Not to mention that he was Mutilated wherever he was.

Kurt Willis, the GI Paragon who had been leading us on this storyline was playing his part being a likable if slightly boisterous police officer, was going into his spiel about how this was a waste of time again. He repeated himself a lot. I doubted every word would get into the final cut. I wondered how much, if any of it was actually on the script.

“Dr. Halle is very influential in this town,” he said. “Bothering him with nothing to show for it is going to be embarrassing for everyone here.” He gave us a look over. “Well, embarrassing for those of us with real jobs. I doubt the movie dude or the psychic are going to fall too far in public opinion from this pageant of misfit detect—”

Just as he was about to finish his line, a banquet worker walked by him pushing a trolley with a bowl of hard punch inside. As she did, the trolley’s wheel caught a snag in the carpet, and the bowl of punch launched up over Willis, showering him in the thick, syrupy red beverage.

He cursed loudly in shock.

If I didn’t know better, I would say he really was shocked, as if he was not expecting it. Was it possible something new had happened?

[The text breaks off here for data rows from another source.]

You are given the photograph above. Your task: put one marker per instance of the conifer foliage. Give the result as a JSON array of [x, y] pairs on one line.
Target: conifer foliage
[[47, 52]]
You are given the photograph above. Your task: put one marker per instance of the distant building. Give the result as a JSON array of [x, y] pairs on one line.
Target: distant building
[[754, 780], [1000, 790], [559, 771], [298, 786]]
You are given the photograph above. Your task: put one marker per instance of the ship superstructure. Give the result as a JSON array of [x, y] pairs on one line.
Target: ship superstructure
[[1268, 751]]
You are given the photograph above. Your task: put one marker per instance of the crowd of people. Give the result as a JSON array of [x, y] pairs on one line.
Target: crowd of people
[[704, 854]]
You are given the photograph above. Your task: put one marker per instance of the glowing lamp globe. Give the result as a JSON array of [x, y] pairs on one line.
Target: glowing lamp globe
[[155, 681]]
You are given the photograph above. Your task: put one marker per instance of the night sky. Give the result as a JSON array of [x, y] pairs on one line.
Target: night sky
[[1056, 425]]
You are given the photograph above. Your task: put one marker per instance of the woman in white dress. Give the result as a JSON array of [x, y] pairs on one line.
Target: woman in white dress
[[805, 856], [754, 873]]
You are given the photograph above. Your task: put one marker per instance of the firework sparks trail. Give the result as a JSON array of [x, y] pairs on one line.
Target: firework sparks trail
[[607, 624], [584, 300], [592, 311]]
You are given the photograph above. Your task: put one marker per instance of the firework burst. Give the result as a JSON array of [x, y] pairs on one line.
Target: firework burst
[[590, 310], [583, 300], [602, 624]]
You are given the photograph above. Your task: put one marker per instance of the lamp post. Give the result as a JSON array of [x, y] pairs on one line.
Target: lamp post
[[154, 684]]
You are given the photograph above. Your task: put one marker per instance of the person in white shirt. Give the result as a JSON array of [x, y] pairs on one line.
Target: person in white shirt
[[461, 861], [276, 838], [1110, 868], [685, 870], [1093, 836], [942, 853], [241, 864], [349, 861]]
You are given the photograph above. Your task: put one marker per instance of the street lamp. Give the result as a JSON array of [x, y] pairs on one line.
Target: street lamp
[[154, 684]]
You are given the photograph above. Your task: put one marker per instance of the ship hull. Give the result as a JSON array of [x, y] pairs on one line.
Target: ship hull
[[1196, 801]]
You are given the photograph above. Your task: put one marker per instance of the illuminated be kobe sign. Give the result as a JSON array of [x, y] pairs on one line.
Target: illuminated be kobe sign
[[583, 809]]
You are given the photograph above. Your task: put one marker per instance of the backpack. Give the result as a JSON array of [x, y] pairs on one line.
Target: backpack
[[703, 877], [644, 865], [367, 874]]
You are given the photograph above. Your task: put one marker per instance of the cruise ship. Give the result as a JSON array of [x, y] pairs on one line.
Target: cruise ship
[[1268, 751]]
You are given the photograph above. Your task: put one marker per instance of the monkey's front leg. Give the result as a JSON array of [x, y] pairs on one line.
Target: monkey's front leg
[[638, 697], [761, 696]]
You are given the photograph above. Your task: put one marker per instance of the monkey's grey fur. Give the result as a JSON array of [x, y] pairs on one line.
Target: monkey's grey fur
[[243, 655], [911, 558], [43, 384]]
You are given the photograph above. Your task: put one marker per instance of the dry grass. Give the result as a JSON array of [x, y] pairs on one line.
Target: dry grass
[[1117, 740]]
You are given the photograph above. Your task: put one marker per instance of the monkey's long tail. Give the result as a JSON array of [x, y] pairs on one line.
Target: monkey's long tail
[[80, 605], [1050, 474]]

Cassie gasped. “It looks like blood!” she screamed. It sounded almost involuntary.

The banquet worker was apologizing profusely as Cassie started hyperventilating.

“I think he’s in danger,” she said.

“I can’t believe I got assigned to this stupid exercise in futility,” Willis yelled as he desperately tried to wipe the red drink off his uniform. It stained instantly.

“Nobody’s going to die,” he said with a meaningful gaze. “I have to go wash up. Don’t go anywhere without me. I’m in charge of making sure this investigation is above board!”

I got the feeling that when he said, “Don’t go anywhere,” he meant the opposite.

“Cassie,” Kimberly said, “It’s okay. He’s just fine. He’ll just need a new uniform.

“You don’t understand,” Cassie answered, “It’s a sign. It means that we are heading toward his death. It’s happened to me before.”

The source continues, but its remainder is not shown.